También hay razones estratégicas para comprender a las autoridades estatales que usan la violencia y trabajar en colaboración con ellas, así como razones estratégicas para no hacerlo. ¿Podrían los activistas ser más eficaces en la reducción de la violencia si entienden por qué los infractores la cometen y la justifican? Por otra parte, los expertos en la reforma policial insisten en que el cambio no puede provenir principalmente de la presión externa: los reformadores deben lograr la aceptación de los policías.
Sin embargo, en ocasiones, las presiones externas, como las protestas y los informes públicos que “denuncian y desacreditan” a los violadores de derechos y las demandas para exigirles cuentas, pueden ser los únicos elementos de disuasión a la violencia del Estado. Varios oficiales de policía me dijeron que ya no pueden ejercer la fuerza que consideran necesaria debido a esta clase de consecuencias negativas. La amenaza de juicios prolongados y atención pública negativa hace que, en sus palabras, “funcionen menos”. Si el “funcionamiento” significa tortura y ejecución, esto es una victoria.
Sin embargo, su elección de palabras muestra que sus acciones se han reducido sin transformarse. Entonces, es posible que estas medidas solo sean eficaces cuando los policías creen que los van a descubrir. Hay una diferencia entre ocasionar menos daños y realizar una buena labor policial. Este último objetivo parecería requerir una genuina aceptación de parte de los oficiales, la cual podría verse debilitada por las protestas y demandas que distancian a los oficiales del movimiento de derechos humanos.

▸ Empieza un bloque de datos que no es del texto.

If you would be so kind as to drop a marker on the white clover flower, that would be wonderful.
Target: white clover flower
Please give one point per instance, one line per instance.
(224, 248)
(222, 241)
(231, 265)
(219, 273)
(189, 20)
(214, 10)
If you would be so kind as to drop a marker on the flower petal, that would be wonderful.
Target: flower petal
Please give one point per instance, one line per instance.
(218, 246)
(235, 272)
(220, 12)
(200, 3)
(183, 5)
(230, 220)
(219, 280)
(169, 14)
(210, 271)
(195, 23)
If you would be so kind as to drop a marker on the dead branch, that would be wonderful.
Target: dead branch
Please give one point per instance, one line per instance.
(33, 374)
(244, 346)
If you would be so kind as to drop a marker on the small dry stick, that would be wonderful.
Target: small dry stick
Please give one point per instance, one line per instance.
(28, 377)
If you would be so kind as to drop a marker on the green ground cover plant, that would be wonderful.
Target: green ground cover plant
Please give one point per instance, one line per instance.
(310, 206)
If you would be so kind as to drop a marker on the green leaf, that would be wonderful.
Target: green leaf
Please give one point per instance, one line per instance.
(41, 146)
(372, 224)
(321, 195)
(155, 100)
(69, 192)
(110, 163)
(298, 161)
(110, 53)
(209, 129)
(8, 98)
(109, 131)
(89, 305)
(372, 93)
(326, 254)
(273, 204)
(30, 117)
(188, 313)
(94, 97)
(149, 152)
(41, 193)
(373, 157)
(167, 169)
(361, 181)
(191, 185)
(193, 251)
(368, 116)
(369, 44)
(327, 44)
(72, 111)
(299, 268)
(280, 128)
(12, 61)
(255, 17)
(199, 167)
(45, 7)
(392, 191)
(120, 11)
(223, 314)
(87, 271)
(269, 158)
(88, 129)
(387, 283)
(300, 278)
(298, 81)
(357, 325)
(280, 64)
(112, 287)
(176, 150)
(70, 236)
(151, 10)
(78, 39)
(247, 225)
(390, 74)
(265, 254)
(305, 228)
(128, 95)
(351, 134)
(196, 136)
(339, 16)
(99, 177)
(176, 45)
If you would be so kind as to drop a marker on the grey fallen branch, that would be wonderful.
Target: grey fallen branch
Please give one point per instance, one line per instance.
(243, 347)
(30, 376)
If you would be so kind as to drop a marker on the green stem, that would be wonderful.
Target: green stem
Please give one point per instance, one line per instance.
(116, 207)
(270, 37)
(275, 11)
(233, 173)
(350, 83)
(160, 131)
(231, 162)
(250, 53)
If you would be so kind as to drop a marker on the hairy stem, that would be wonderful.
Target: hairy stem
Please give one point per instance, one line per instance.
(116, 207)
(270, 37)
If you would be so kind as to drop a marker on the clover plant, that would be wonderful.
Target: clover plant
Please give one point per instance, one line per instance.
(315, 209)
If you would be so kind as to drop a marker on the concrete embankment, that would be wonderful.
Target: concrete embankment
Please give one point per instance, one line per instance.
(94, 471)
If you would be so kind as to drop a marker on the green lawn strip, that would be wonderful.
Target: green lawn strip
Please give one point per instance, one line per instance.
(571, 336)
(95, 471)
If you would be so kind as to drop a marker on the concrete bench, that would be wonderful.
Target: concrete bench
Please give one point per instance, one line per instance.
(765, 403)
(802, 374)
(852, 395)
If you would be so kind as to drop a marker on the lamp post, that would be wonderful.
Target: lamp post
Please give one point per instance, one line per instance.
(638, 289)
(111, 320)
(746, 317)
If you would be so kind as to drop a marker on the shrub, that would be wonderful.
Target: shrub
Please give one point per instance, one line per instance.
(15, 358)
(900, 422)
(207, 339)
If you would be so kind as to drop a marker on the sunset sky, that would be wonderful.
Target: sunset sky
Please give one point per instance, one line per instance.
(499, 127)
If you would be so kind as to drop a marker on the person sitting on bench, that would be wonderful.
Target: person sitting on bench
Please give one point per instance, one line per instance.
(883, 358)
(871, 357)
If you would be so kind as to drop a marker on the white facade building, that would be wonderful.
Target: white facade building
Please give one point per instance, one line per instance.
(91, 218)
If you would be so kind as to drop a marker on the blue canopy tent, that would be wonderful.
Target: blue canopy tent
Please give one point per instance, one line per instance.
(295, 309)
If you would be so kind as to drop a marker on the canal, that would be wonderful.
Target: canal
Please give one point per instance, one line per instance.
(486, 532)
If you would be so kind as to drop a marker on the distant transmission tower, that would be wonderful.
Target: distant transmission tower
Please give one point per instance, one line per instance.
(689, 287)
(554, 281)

Teniendo en cuenta estas tensiones, ¿qué deben hacer los activistas? ¿Deben relacionarse con los funcionarios estatales violentos y colaborar con ellos, intentando entenderlos y ayudarlos? ¿O deben, en esencia, verlos en los tribunales? Si optan por utilizar ambos enfoques, ¿cómo pueden evitar la tendencia de estos a debilitarse mutuamente, cuando los funcionarios estatales rechazan la colaboración de las personas que los desacreditan y que entablan demandas en su contra?